Structurally, though, it fails to support its ambitious goals. The characters are too many and their appearances are unevenly strewn throughout the text, its symbols are not coherently organized and profiled, the dramatization is namely that of the short story, rather than a novelistic one. On the lower level of information structuring, the infodump rules supreme. Tidhar writes his infodumps rich and poetic, but that is insufficient to elevate a narrative from good to great. Wordiness, especially in the case of SF, sanitizes the sublime. Probably the best example for that in Central Station is the author’s nagging insistence to translate every single utterance in asteroid pidgin, the made-up language of space:

“Anggkel,” the boy said – uncle, in the pidgin.”

These clarifications are abundant and a disservice to the text. Too much of it reads as if snippets from Google Translate and Wikipedia are inserted in apposition (“Robotniks, the last soldiers of the lost wars of the Jews – mechanized and sent to fight and then, later, when the wars ended, abandoned as they were, left to fend for themselves on the streets, begging for the parts that kept them alive”). This is a pity because Tidhar clearly can write economically and elliptically:

“Ibrahim was old, he had been around when there were still oranges.”

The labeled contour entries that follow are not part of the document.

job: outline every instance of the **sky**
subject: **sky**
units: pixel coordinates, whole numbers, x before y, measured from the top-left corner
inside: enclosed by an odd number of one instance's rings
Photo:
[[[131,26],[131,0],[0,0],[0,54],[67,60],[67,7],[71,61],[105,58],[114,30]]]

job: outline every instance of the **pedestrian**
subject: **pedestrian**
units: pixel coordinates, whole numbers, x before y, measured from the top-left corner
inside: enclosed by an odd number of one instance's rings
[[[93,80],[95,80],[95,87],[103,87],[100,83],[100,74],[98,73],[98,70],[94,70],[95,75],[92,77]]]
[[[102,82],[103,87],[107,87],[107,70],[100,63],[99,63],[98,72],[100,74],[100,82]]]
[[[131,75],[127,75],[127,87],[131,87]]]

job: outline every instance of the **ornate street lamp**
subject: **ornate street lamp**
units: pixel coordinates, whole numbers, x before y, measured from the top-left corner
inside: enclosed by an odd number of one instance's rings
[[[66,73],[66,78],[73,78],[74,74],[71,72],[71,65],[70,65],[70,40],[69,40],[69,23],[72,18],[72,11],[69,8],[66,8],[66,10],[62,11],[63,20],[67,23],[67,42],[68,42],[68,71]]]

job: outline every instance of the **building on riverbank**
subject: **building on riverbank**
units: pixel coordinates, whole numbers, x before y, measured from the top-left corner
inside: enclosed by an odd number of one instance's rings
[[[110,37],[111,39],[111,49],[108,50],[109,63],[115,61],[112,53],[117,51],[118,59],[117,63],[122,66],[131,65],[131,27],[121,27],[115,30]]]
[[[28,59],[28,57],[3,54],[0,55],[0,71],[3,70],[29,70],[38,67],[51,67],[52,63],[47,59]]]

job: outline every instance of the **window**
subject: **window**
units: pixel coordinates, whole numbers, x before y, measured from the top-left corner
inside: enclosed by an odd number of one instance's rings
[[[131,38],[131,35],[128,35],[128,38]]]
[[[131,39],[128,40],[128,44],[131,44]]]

“Later, he, too, worked on the building, two generations of Chongs it took to bring it to completion. Only to see his own son go up in the great elevators, a boy determined to escape, to follow a dream of the stars.”

Either a true mosaic novel or a true family saga could have given this overarching story the shape of greatness. As it is, Central Station now stands as a powerful exemplar of SF worldbuilding, adequately written and occasionally poignant and pregnant with poetry, but eventually falling short of what it reaches for. Double the pity, as it is so imaginatively rich, erudite and well-connected in the graph of SF intertextuality. Fans of Dick, Silverberg, Rajaniemi will probably like it, though I don’t know how many will love it. In one of the novel’s most sympathetic characters’ thoughts:

“It is perhaps the prerogative of every man or woman to imagine, and thus force a shape, a meaning, onto that wild and meandering narrative of their lives, by choosing  a genre.”

lavie-tidhar

Genre, in the formal sense of the word, does not align smoothly to the novel’s thematic preoccupations. But rarely do we see aspirations so lofty as they are in this novel. For that at least, Lavie Tidhar’s novel is worth checking out.

6.5/10

PS: Many thanks to the publisher for the ARC.